A chill went down Malcom’s spine. “Not exactly right at this moment, ma’am. I’m sure the Captain will make an announcement when she’s good and ready.”
“Oh, her,” she scoffed. “I’m really not sure what the owners are thinking hiring a woman captain…”
Malcom thanked whoever was looking over him the moment his phone began chiming, “Ring-ring, ring-ring, ring-ring, ring-ring, Ashvhatta phone!” “Um, please excuse me, ma’am,” Malcom apologized before fleeing the room as he fumbled with his phone.
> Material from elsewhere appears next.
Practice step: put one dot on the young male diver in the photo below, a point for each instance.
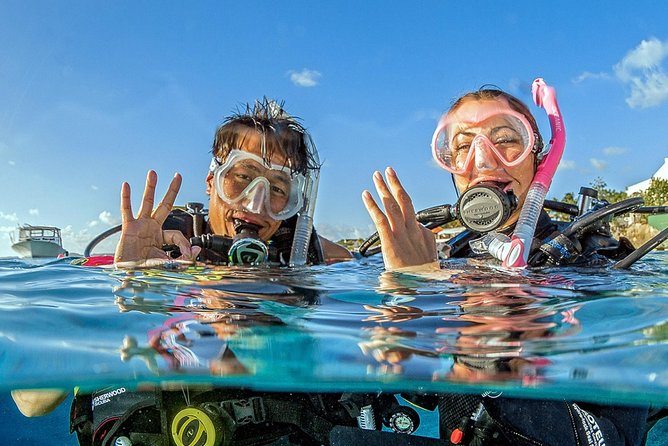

Closing the door, he breathed a sigh of relief and looked to a nearby porter, ignoring his phone for a moment. “How do you stand them?” he asked the porter plaintively.
The porter looked behind him to make sure no-one was about before answering. “Whiskey,” he admitted.
Malcom smirked as he finally answered his phone. “Reynolds, PO’d PI.”
“Yes, Malcom,” Aislin’s voice came over the line, “we need you to scrounge up some more bodies and bigger guns. Let me know when you’re ready, I’ll pop up and bring you down.”
“Trouble?”
“Oh, you know, wildlife,” Aislin mumbled distractedly, like she was listening to another conversation in the background. “Displacer wargs, cockatrice... Oh, Mr. Holt is also requesting, to quote, ‘a great big fucking gun’. He suggests asking one of his men to let you into his personal armoury.”
“Gimme twenty minutes,” Malcom told her before hanging up.
Five minutes and a brief explanation later, Malcom, Captain Frye and two of Rudyard’s guards were looking into a room that would have been the envy of any American SWAT team. Two fifty calibre heavy machine guns rested on a table in the middle of the room, freshly cleaned and ready. Racks of assault rifles, shotguns and military pistols adorned the walls, all locked away and unloaded. There were even a few grenade launchers and assault shotguns.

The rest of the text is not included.